Konsul Jenderal RI di Jeddah Yusron Ambary menyampaikan tim KJRI telah terhubung dengan penanggung jawab jamaah umrah untuk memastikan keselamatan WNI yang terdampak insiden itu.
"Tidak ada korban jiwa dan luka pada saat kejadian dan seluruh jamaah umrah telah dievakuasi dengan bus pengganti," ucap Yusron menjawab pertanyaan ANTARA di Jakarta, Jumat.
Terdapat 24 orang yang menjadi penumpang di bus yang terbakar tersebut, sementara supir bus diketahui merupakan warga negara Mesir, kata dia.
Para jamaah umrah tersebut berangkat bersama jasa perjalanan Sakinah Tour and Travel.
Berdasarkan keterangan yang diterima tim KJRI, bus naas itu terbakar dalam perjalanan dari Mekkah menuju Madinah, tepatnya setelah pintu pemeriksaan terakhir masuk ke Kota Madinah atau sekitar 50 km dari pusat kota suci itu.
Yusron menjelaskan kebakaran bermula dari pecah ban, diikuti dengan kepulan asap yang tiba-tiba muncul dari bagian depan bus.
Supir pun langsung menepikan kendaraan dan meminta seluruh jemaah umrah keluar bus.
Tak lama setelah semua jamaah turun, api keluar dari bagian belakang kendaraan, sehingga melahap habis semua bagian bus.
Semua koper dan barang bawaan yang ditinggal para jamaah WNI di dalam bus ludes dilahap si jago merah, kata Konjen Yusron.
"Saat ini semua jamaah diinformasikan dalam keadaan sehat dan sedang menginap di Hotel Manazel Al-Saadiq, Madinah," ucap Yusron.
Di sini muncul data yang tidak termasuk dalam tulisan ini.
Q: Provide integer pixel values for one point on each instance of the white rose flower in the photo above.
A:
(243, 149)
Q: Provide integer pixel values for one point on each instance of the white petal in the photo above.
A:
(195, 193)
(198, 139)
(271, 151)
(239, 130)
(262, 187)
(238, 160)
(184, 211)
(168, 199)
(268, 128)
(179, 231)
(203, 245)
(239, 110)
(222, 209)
Ia pun memastikan KJRI akan segera mengirim timnya ke Madinah untuk menemui langsung para jamaah yang terdampak insiden kebakaran bus.
KJRI Jeddah juga mencatat WNI jamaah umrah tersebut akan pulang ke tanah air dengan penerbangan Garuda Indonesia dari Madinah pada 31 Maret mendatang.
Sebelumnya, rekaman peristiwa kebakaran bus tersebut sempat beredar di media sosial Instagram.
Video tersebut memperlihatkan bus terbakar hebat di bahu jalan tol, kemudian terlihat pula dua bus pengganti yang berjaga untuk mengangkut jamaah yang terdampak insiden itu.